What I have:
country | sources | infer_from_source
-----------------------------------------------
null | ["LUX", "CZE", | ["FALSE", "TRUE",
| "CHN", "FRA"] | "FALSE", "TRUE"]
"DEU" | ["DEU"] | ["FALSE"]
What I want after a function:
country | sources | infer_from_source | inferred_country
--------------------------------------------------------------------
null | ["LUX", "CZE", | ["FALSE", "TRUE", |
| "CHN", "FRA"] | "FALSE", "TRUE"] | ["CZE", "FRA"]
"DEU" | ["DEU"] | ["FALSE"] | "DEU"
I need to create a function that
if country column is null, extracts the countries from the sources array based on the boolean values in the infer_from_source column array, otherwise it should give back the country value.
I created this function
from pyspark.sql.types import BooleanType, IntegerType, StringType, FloatType, ArrayType
import pyspark.sql.functions as F
@udf
def determine_entity_country(country: StringType, sources: ArrayType,
infer_from_source: ArrayType) -> ArrayType:
if country:
return country_value
else:
if "TRUE" in infer_from_source:
idx = infer_from_source.index("TRUE")
return sources[idx]
return None
But this yields - basically the .index("TRUE") method returns the index of the first element that matches its argument only.

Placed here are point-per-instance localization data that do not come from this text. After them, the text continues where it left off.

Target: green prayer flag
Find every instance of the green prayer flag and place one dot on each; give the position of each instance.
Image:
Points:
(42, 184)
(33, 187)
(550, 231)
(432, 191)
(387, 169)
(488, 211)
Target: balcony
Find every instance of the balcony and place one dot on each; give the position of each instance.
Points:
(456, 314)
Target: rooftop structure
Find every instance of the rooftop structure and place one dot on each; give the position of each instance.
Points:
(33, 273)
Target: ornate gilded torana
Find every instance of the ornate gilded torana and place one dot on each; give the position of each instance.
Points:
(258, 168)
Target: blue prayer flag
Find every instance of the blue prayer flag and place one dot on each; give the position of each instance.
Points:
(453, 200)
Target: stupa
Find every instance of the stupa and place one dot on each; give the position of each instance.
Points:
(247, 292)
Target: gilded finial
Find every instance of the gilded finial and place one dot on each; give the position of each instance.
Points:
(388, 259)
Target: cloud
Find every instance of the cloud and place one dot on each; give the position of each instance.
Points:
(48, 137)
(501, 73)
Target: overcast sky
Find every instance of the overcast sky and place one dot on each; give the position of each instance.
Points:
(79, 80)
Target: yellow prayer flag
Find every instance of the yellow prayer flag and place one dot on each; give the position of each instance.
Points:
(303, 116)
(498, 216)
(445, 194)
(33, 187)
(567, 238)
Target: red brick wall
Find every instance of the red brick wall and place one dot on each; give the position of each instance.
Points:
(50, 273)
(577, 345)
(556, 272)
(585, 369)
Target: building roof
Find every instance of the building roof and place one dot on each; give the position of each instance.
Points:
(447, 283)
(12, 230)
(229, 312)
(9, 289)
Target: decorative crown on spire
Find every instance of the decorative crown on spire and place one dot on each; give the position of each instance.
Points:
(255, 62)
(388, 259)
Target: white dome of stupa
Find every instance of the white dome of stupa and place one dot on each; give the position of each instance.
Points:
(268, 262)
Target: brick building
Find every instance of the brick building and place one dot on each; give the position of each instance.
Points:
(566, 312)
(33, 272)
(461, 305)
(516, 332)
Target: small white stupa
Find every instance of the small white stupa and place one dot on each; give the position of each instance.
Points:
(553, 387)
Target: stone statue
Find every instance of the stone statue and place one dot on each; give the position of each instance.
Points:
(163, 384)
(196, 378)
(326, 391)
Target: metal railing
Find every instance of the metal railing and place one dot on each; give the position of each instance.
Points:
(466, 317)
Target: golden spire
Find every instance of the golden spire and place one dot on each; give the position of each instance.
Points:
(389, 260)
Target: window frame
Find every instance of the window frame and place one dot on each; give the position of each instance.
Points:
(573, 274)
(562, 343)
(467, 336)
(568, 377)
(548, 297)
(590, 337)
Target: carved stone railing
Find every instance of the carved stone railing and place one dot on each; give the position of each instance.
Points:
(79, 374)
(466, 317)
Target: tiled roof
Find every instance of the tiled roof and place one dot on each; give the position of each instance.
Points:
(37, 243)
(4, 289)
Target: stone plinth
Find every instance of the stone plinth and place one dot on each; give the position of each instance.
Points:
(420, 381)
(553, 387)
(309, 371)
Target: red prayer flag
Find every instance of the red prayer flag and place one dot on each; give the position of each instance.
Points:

country | sources | infer_from_source | inferred_country
--------------------------------------------------------------------
null | ["LUX", "CZE", | ["FALSE", "TRUE", |
| "CHN", "FRA"] | "FALSE", "TRUE"] | "CZE"
"DEU" | ["DEU"] | ["FALSE"] | "DEU"
CodePudding user response:
Fixed it! Was simply a list comprehension matter
@udf
def determine_entity_country(country: StringType, sources: ArrayType,
infer_from_source: ArrayType) -> ArrayType:
if country:
return country_value
else:
if "TRUE" in infer_from_source:
max_ix = len(infer_from_source)
true_index_array = [x for x in range(0, max_ix) if infer_from_source[x] == "TRUE"]
return [sources[ix] for ix in true_index_array]
return None
CodePudding user response:
You should avoid using UDFs whenever you could achieve the same only with Spark builtin functions especially when it comes to Pyspark UDFs.
Here's another way using higher order functions transform filter on arrays:
import pyspark.sql.functions as F
df1 = df.withColumn(
"inferred_country",
F.when(
F.col("country").isNotNull(),
F.array(F.col("country"))
).otherwise(
F.expr("""filter(
transform(sources, (x, i) -> IF(boolean(infer_from_source[i]), x, null)),
x -> x is not null
)""")
)
)
df1.show()
# ------- -------------------- -------------------- ----------------
#|country| sources| infer_from_source|inferred_country|
# ------- -------------------- -------------------- ----------------
#| null|[LUX, CZE, CHN, FRA]|[FALSE, TRUE, FAL...| [CZE, FRA]|
#| DEU| [DEU]| [FALSE]| [DEU]|
# ------- -------------------- -------------------- ----------------
And starting from Spark 3 , you can use index in filter lambda function :
df1 = df.withColumn(
"inferred_country",
F.when(
F.col("country").isNotNull(),
F.array(F.col("country"))
).otherwise(
F.expr("filter(sources, (x, i) -> boolean(infer_from_source[i]))")
)
)